ところが、いま日本が再び戦争のできる国になりかねない状況があります。私はそんな日本になってほしくない、なってはいけないという気持ちで取材を続けています。

さて、日本はいま戦争の直接の加害者にまではなっていませんが、アメリカの戦争に協力することで、すでに間接的な加害者の立場に立っています。在日米軍基地がイラク戦争の出撃拠点であり、後方基地の役割を果たしているからです。

神奈川県の横須賀には米海軍第7艦隊の基地があります。そこを母港とする空母キティーホークは、2003年3月のイラク戦争開戦のときにペルシャ湾まで行き、空母艦載機であるFA-18戦闘攻撃機などがイラクを空爆しました。5375回出撃して、約390トンの爆弾を投下してきたと発表されています。巡洋艦カウぺンスなど2隻の軍艦からはトマホーク巡航ミサイルが約70発発射されました。

また、青森県にある米空軍三沢基地のF-16戦闘機部隊は、クウェートにあるアメリカ軍の基地を拠点に、イラク戦争開戦時に空爆もしました。三沢基地のF-16部隊は現在もイラクに派遣されています。今年の2月から、米空軍の航空宇宙遠征軍という部隊に組み込まれて、ローテーションで約12機ずつイラクにある米軍基地に行っています。

インターネットで三沢基地のホームページを見ると、「F-16がイラクでエアパワー(航空戦力)を発揮している」という記事があり、どこそこを爆撃したと記されています。このように現在も、在日米軍基地から出撃した飛行機がイラクで空爆をしている現実があるのです。沖縄に駐留する海兵隊も、イラクに出撃して市街戦に参加しています。

yoshida_rensai001米軍機は日本の上空を飛び回って訓練をしています。空母キティーホークの艦載機が拠点にしているのは厚木基地です。厚木基地は神奈川県中部の綾瀬市と大和市にまたがってあります。空母が横須賀に入港すると、艦載機は厚木基地に飛来して、離着陸訓練などをするのです。パイロットとその家族も基地内に住んでいます。

米軍機は伊豆諸島沖の太平洋上空や群馬県渋川市上空での訓練飛行もします。渋川市は赤城山と榛名山にはさまれた所で、その上空は自衛隊の訓練空域ですが、米軍にまた貸しされているのです。米軍機は橋や発電所やダムなどを仮の標的にして、急接近する飛行訓
練などをしています。このように日本の空が、アメリカ軍の戦争のトレーニング場になっています。
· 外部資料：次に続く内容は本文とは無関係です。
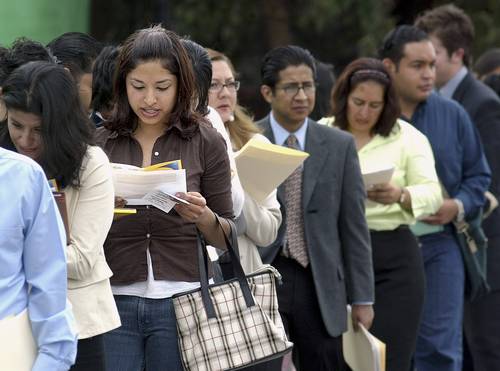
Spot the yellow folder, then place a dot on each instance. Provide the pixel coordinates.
(362, 350)
(262, 166)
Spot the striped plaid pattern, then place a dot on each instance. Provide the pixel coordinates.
(238, 336)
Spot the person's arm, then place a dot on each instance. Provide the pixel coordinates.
(355, 240)
(476, 174)
(45, 269)
(424, 192)
(93, 215)
(237, 192)
(421, 195)
(215, 195)
(487, 121)
(475, 180)
(263, 219)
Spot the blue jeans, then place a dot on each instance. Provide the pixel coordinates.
(147, 339)
(439, 343)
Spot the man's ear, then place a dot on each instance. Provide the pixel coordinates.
(267, 93)
(389, 64)
(458, 56)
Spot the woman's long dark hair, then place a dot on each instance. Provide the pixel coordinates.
(48, 91)
(155, 44)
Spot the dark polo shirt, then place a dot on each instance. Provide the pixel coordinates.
(171, 240)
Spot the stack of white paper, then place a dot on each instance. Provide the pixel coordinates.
(140, 187)
(362, 350)
(18, 349)
(262, 166)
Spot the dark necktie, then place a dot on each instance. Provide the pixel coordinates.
(295, 243)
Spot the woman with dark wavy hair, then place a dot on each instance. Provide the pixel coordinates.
(45, 121)
(364, 104)
(153, 254)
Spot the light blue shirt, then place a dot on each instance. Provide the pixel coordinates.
(281, 134)
(448, 89)
(33, 262)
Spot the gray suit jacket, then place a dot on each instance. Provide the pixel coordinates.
(335, 227)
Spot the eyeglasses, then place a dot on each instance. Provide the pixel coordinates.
(292, 89)
(216, 87)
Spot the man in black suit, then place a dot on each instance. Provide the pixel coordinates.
(323, 248)
(452, 33)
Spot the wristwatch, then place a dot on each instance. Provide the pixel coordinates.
(402, 198)
(461, 212)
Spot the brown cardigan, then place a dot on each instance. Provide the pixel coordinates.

私はいま川崎市の北部に住んでいます。厚木基地から北東に十数キロの所です。家の上空を米軍機がよく飛んでいます。これがイラクで空爆をして多くの人々を殺傷してきたのだという問題意識を持って見ると、血塗られた飛行機として目に映ります。もしかすると将来、この米軍機と日本の軍用機が翼を連ねてどこかの国を空爆する、地球的規模で出撃するような時代を迎えかねないと考えると、恐ろしくなります。

このような在日米軍基地の維持のために、日本政府は年間約6000億円以上もの国費つまり税金を使っています。滑走路、格納庫、倉庫、兵舎、岸壁など様々な施設の建設費、電気・水道・ガス代、日本人従業員の人件費などです。日本はアメリカの戦争を支持し、基地の維持に手を貸すことで、アメリカ軍に殺傷されるイラクの人たちに対して間接的な加害者の立場に立っています。かつてはベトナム戦争の時も同様でした。